When it opened in 1959, Big Town Mall was the first and only indoor shopping center in the whole state of Texas. Located right where I-30 and Highway 80 intersect, where southeast Dallas meets Mesquite, it was a marvel in its time and a staple of my childhood and growing up years. Big Town was where I first visited Santa Claus. Driving home with the family from our grandparents’ house in Fort Worth, the iconic Big Town water tower was the landmark sign that we were almost home. I remember my aunt LouAnn telling me stories about teenagers climbing that tower to steal the red lights off the top. I can’t remember if it was her or some other source that told me a teenager had committed suicide by climbing the Big Town water tower and jumping off. Maybe just an urban legend. And there was the huge super slide we all raced down on top of old feed sacks. I remember a rumor, too, that a rattlesnake had once crawled out of one of those sacks, biting a kid and killing him. Again, probably just an urban legend. When I gave friends directions to my house I always started with “Take the Big Town exit.”
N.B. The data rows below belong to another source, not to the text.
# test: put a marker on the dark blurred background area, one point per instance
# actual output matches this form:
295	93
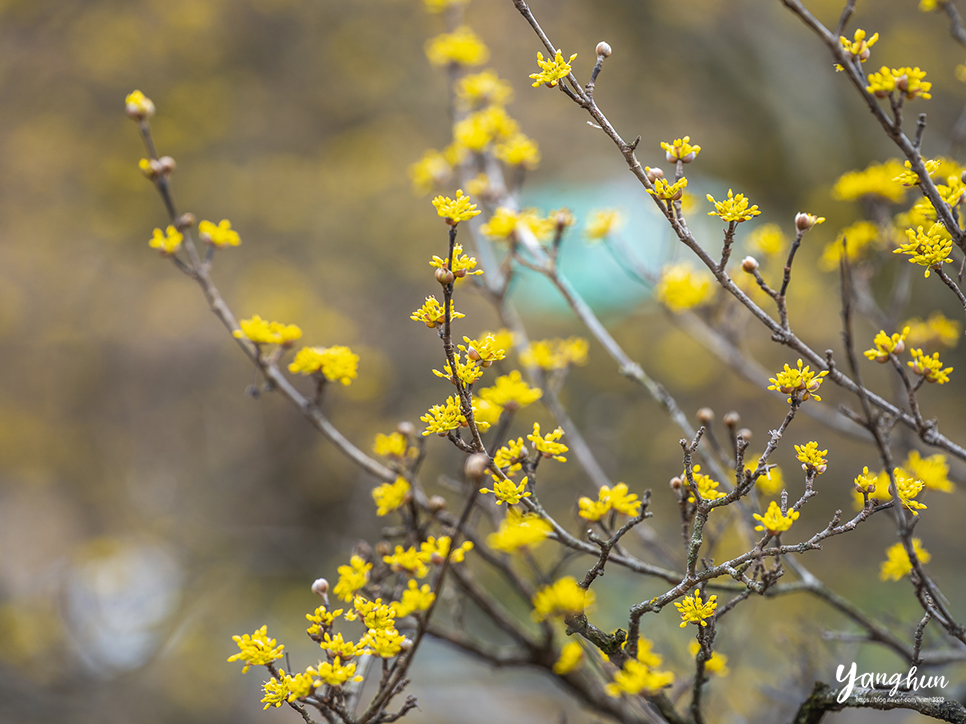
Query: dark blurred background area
149	509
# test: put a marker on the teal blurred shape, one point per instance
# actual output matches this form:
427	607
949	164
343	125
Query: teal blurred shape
591	266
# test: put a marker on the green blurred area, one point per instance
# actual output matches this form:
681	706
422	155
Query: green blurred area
149	509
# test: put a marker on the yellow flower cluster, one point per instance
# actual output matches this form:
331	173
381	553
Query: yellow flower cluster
390	496
506	492
886	345
799	381
336	363
735	208
694	610
681	287
261	331
811	458
897	564
618	499
256	649
461	47
519	530
680	150
563	598
552	71
878	179
556	354
219	235
774	521
167	241
930	249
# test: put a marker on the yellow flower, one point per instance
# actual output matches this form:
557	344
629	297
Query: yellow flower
619	500
680	150
390	496
908	488
774	521
431	313
694	610
336	363
168	241
413	599
220	235
261	331
256	649
555	354
681	287
932	471
717	664
547	445
552	71
930	249
571	657
929	367
352	578
392	445
859	46
519	530
511	391
767	239
664	189
812	458
910	178
455	210
138	105
861	239
898	565
886	345
562	598
707	488
518	150
461	47
878	179
443	418
602	223
506	492
483	89
734	208
430	171
801	380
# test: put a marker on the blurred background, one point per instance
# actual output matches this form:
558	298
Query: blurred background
149	509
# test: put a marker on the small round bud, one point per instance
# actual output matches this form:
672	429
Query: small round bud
476	465
444	276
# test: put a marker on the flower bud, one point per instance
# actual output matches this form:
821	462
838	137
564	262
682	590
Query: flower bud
476	465
444	276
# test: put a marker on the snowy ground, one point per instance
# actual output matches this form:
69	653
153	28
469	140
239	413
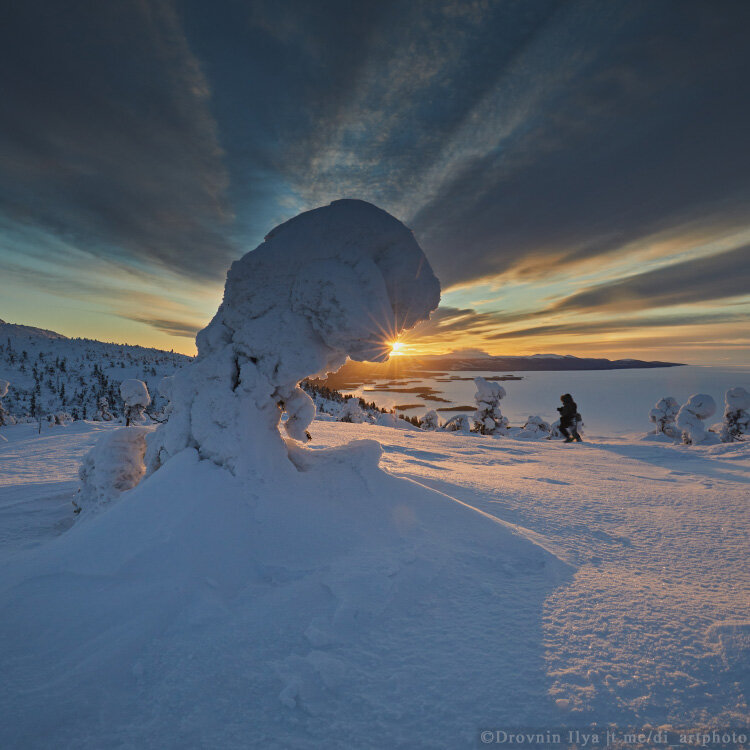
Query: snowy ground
649	623
655	624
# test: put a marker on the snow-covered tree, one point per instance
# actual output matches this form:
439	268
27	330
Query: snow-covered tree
535	427
352	411
736	415
103	414
690	418
488	418
430	421
113	465
342	280
663	415
459	423
4	417
135	395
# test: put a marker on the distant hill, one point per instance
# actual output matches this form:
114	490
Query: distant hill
353	374
50	373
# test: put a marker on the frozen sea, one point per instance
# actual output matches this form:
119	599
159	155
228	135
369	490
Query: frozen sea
612	402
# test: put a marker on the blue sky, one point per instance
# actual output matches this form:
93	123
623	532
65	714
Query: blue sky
578	173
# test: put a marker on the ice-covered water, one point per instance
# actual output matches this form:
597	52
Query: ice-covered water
612	402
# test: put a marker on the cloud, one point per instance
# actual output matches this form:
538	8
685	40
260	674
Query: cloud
615	325
173	327
106	137
720	276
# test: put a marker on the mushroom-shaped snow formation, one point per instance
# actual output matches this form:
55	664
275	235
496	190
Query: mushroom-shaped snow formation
690	418
736	415
663	415
342	280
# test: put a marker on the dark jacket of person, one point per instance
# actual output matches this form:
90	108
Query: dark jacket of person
568	411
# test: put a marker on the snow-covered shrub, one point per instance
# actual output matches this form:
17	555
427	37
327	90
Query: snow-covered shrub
663	415
690	418
113	465
4	417
135	395
103	414
459	423
535	427
351	411
488	418
430	421
736	415
340	280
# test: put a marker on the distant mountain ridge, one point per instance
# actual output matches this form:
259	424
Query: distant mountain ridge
50	373
15	329
535	362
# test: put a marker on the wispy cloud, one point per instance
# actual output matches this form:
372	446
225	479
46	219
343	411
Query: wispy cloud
106	137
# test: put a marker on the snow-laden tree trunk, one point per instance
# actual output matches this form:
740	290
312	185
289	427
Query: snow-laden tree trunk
430	421
4	416
690	418
736	415
663	416
488	418
136	397
342	280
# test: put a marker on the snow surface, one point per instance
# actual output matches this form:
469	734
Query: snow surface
361	609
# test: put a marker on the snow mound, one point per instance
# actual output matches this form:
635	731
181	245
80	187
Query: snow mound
112	466
690	418
736	415
342	280
274	607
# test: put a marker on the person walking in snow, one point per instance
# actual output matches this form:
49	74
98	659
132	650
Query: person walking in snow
569	418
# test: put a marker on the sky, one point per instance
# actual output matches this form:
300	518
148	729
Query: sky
577	173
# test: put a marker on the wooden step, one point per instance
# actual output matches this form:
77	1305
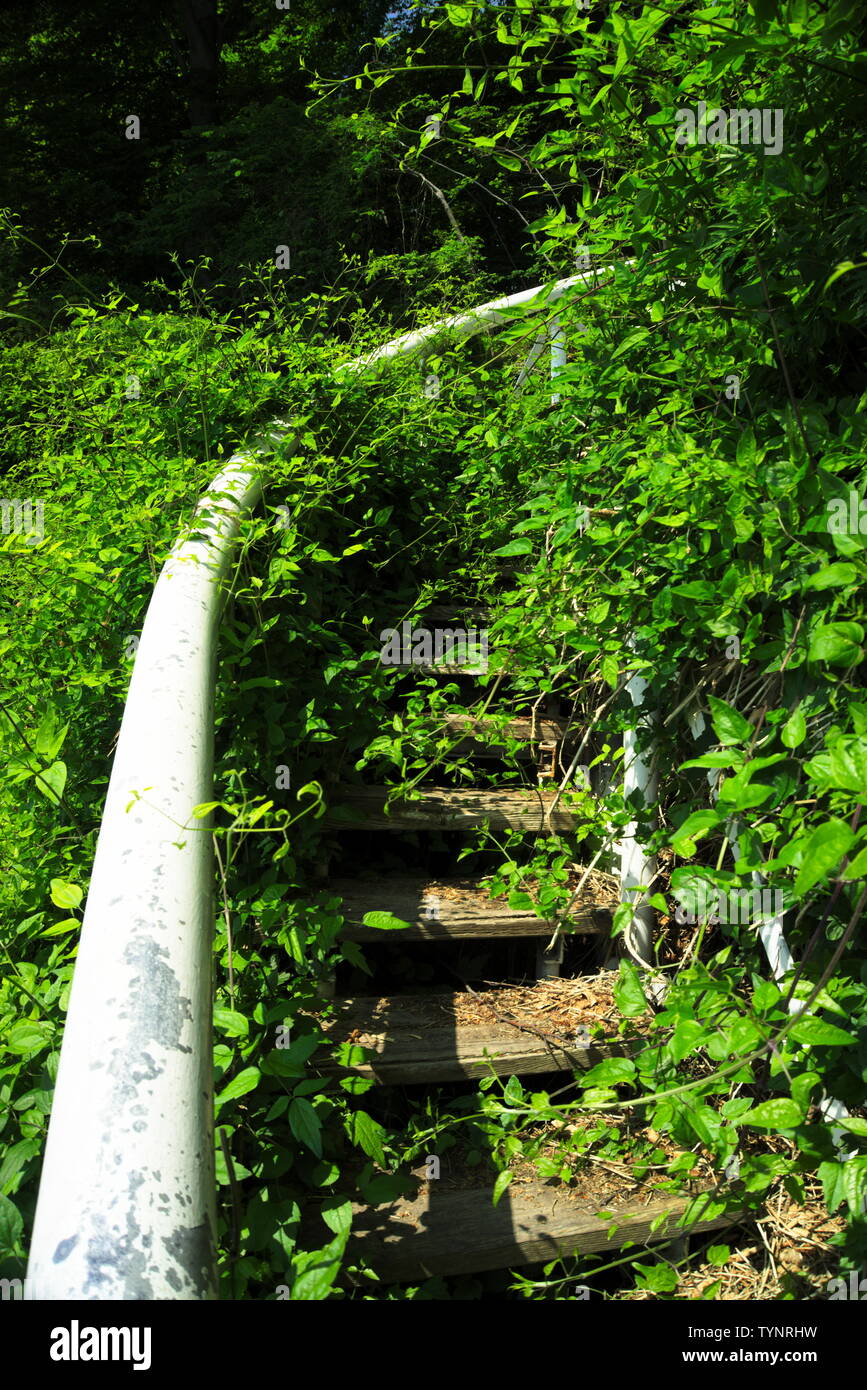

Big Town Mall had the wide polished floors and walkways that led to and from the staples of the retail world at that time: Woolworth, Montgomery Ward, J. C. Penny, and Sanger Brothers (before Sanger-Harris). There were lots of huge potted plants and a big fountain. There was a movie theater, a bowling alley, and an arcade. I remember being intrigued by the arcade but never being allowed to go in. I remember the mall was air-conditioned!
It officially closed sometime in the early 2000s, just a couple of years after my grandmother died. In 2005, the government used the Big Town mall to house refugees from Hurricane Katrina. And then they demolished the whole thing in 2006. It’s gone. It has been for ten years. The sign is still there. I think the water tower is, too. It’s still Big Town Boulevard that runs from the highway south until it becomes Prairie Creek Lane. The memories are still there, too. And I might still have probably somewhere a hideous, too-small, too bright, too-colorful, too-puffy sweater from the ’80s with the Montgomery Ward tags still attached. Oh, well. She only paid $3.49 for it anyway.